The UK budget was leaked on Twitter today, granting politically minded surfers a sneak peek at George Osborne's number-crunching ahead of time.
The key aspects of the chancellor's new measures emerged early when London's Evening Standard newspaper tweeted its front page, which detailed the most crucial aspects of the annual ploy to make the UK more economically healthy.
The Standard posted an apology on its site, with editor Sarah Sands saying, "An investigation is immediately under way into how this front page was made public." The person who sent the tweet has been suspended while that investigation happens, the newspaper boss says.
As for the budget itself, there was little for tech and gadget fiends to get excited about (though we can all rally around 1p off a pint of beer). Mr Osborne did take the opportunity to re-iterate hisplans for the UK's Internet speeds, saying, "We're giving Britain the fastest broadband and mobile telephony in Europe."

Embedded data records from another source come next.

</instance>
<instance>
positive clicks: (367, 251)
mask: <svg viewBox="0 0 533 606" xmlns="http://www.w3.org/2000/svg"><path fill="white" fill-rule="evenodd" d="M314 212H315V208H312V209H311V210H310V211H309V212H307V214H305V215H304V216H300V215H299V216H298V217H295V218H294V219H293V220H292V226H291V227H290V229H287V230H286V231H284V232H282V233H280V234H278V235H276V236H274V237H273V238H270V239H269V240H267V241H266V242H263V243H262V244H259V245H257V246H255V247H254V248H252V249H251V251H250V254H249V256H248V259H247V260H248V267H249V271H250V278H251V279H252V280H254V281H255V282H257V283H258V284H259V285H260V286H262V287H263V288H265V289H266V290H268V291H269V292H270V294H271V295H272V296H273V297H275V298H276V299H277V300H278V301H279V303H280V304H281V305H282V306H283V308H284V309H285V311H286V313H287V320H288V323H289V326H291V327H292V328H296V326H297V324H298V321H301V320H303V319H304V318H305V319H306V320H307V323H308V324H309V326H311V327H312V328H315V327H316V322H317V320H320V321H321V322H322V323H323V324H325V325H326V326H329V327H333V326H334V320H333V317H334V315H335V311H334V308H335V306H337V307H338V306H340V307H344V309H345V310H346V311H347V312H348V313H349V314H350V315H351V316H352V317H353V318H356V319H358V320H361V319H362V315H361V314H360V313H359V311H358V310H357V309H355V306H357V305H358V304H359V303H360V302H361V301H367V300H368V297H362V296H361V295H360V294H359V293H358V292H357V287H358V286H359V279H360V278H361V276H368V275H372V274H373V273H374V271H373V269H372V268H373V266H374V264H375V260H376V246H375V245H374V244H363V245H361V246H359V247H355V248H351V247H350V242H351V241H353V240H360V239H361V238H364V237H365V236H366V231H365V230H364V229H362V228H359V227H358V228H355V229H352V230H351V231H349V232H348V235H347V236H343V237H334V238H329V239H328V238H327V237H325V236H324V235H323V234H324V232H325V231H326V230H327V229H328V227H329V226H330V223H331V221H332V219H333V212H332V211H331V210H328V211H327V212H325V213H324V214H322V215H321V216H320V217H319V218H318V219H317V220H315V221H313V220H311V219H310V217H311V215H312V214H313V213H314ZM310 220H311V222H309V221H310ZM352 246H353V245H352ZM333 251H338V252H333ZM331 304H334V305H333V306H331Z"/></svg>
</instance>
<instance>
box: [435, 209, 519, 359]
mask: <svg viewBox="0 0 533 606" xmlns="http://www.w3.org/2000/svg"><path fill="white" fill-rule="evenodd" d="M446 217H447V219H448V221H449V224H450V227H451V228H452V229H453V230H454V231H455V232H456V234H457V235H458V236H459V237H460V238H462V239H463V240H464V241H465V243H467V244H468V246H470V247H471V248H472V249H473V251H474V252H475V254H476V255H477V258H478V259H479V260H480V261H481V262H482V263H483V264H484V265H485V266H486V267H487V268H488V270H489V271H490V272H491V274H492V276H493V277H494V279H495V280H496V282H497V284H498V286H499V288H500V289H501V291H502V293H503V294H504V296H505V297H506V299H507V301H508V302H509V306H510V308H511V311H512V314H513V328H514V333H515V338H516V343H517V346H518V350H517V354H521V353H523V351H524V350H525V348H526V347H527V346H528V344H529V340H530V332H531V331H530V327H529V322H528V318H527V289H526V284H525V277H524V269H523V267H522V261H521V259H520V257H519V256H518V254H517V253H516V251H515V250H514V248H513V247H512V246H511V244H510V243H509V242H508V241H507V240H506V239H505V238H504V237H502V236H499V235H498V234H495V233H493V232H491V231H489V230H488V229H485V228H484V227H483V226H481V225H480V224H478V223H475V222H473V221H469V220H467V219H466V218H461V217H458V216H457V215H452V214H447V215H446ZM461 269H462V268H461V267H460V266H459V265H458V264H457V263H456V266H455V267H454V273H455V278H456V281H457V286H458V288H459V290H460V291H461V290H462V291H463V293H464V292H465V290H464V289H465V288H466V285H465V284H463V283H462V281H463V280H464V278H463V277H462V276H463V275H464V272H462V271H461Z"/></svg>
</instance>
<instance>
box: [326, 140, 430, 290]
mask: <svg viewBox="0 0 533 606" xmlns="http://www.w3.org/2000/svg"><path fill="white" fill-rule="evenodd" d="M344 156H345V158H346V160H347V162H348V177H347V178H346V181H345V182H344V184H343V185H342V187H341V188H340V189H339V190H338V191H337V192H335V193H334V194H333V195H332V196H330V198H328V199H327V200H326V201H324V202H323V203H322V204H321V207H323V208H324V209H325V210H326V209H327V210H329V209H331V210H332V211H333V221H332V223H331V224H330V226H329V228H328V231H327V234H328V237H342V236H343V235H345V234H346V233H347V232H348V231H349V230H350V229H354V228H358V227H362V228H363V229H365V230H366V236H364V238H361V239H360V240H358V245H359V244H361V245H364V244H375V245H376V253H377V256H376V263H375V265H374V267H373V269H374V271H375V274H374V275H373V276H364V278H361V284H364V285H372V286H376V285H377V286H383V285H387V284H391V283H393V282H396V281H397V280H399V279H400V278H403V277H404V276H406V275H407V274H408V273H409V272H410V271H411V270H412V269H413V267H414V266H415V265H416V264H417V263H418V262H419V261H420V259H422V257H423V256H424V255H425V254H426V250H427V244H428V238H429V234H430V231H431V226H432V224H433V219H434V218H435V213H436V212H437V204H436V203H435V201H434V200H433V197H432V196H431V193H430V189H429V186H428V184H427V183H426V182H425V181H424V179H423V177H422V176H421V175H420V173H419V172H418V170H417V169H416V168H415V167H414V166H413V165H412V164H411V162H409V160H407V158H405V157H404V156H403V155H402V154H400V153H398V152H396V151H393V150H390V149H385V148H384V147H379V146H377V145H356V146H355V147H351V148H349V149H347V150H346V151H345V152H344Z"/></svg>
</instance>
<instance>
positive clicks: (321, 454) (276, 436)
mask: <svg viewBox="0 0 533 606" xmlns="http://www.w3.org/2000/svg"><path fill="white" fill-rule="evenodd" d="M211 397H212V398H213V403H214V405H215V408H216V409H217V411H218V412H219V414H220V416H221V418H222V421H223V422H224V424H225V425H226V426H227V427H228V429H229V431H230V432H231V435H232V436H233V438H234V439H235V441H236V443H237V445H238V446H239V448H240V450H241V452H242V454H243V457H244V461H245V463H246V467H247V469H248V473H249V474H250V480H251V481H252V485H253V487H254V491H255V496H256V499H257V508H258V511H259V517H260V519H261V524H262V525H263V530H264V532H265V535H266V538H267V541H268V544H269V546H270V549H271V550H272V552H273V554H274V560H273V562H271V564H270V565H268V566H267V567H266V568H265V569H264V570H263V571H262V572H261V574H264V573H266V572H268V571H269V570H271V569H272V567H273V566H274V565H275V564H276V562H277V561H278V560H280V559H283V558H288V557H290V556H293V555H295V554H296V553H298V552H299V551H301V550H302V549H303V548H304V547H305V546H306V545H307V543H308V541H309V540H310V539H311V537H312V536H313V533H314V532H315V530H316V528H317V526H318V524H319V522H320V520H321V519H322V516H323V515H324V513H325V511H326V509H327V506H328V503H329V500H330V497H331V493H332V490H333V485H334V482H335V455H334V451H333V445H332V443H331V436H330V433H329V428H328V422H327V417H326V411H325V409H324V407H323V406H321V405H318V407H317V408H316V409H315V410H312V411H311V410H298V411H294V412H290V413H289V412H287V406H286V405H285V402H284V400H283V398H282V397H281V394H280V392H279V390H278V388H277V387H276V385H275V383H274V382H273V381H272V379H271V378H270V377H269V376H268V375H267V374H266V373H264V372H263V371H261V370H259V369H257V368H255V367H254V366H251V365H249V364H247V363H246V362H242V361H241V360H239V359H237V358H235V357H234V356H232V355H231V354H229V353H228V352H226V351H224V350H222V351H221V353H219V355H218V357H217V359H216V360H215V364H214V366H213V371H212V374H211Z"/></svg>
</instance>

That doesn't quite jive with Ofcom's report on the UK's broadband progress from earlier this month, which places the UK third for superfast broadband take-up, for example.
The UK will get faster mobile data this year, as operators have just walked away from a big spectrum auction with slices of bandwidth to use in 4G networks. That auction raised £2.34bn for the UK, but fell short of the £3.5bn Mr Osborne had already factored into the nation's budget.